Xian Janssen Blazes Way to Digitization in China With Johnson & Johnson's Pioneer Public E-Hospital Strategic Partnership
Zhang Yushuo
DATE:  Sep 30 2020
/ SOURCE:  Yicai

(Yicai Global) Sept. 30 -- Based in China for 35 years, Xian Janssen Pharmaceutical Ltd. recently agreed to set up a new e-hospital model in the country, a pioneer E-hospital strategic partnership for its US parent Johnson & Johnson across the world.

Xian Janssen signed a memorandum of understanding on the e-hospital with the First Affiliated Hospital of Xi'an Jiaotong University in Shaanxi province, northwestern China, on Sept. 24. The Beijing-based company also plans to offer more digitized healthcare solutions and help serve China's ballooning healthcare needs.

"China is the most advanced country in the world when it comes to the digitization of healthcare infrastructure," Asgar Rangoonwala, president of Xian Janssen told Yicai Global, "That China is going to dramatically evolve digital healthcare infrastructure is a clear future realization.

"A leading pharmaceutical company like us with our mother company Johnson & Johnson, which is the largest and most broadly based healthcare company in the world, must be involved in this endeavor," he said.

The agreement between Xian Janssen and the First Affiliated Hospital of Xi'an Jiaotong University is the first of its kind between a global pharmaceutical company and a public general hospital in China.
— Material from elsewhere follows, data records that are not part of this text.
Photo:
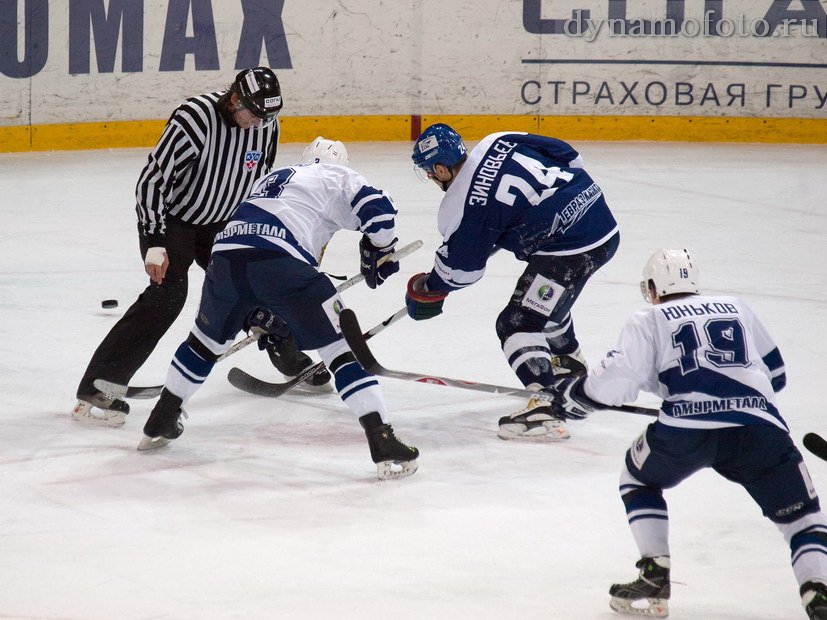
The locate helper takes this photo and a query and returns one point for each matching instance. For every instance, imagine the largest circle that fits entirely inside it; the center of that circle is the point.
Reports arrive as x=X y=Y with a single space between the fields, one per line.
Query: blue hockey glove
x=276 y=330
x=422 y=303
x=373 y=262
x=569 y=400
Before that most typical e-hospitals were built between internet firms and hospitals.

The tie-up will offer virtual support for patients who first received treatment at the brick-and-mortar medical facility before seeking follow-up care. Services will initially begin with patients suffering from multiple myeloma and other cancers, immunological disease and pulmonary arterial hypertension.

"Healthcare and treatment is more complicated than just taking a pill," Rangoonwala noted. "It is more about disease education, about disease management support and also about emergency support."

Patients with pulmonary arterial hypertension serve as an illustrative example. The long-term symptoms of hypoxia -- a condition in which the body lacks adequate oxygen at the tissue level -- have already sufficiently complicated matters for patients needing to go to medical institutions for treatment and follow-up checks.

Improving Patient Health

One big issue in China is that many patients do not return to the hospital after their first or second treatment month, and Xian Janssen has seen a dramatic increase in treatment outcomes sometimes simply because patients stick to their treatments, Rangoonwala said.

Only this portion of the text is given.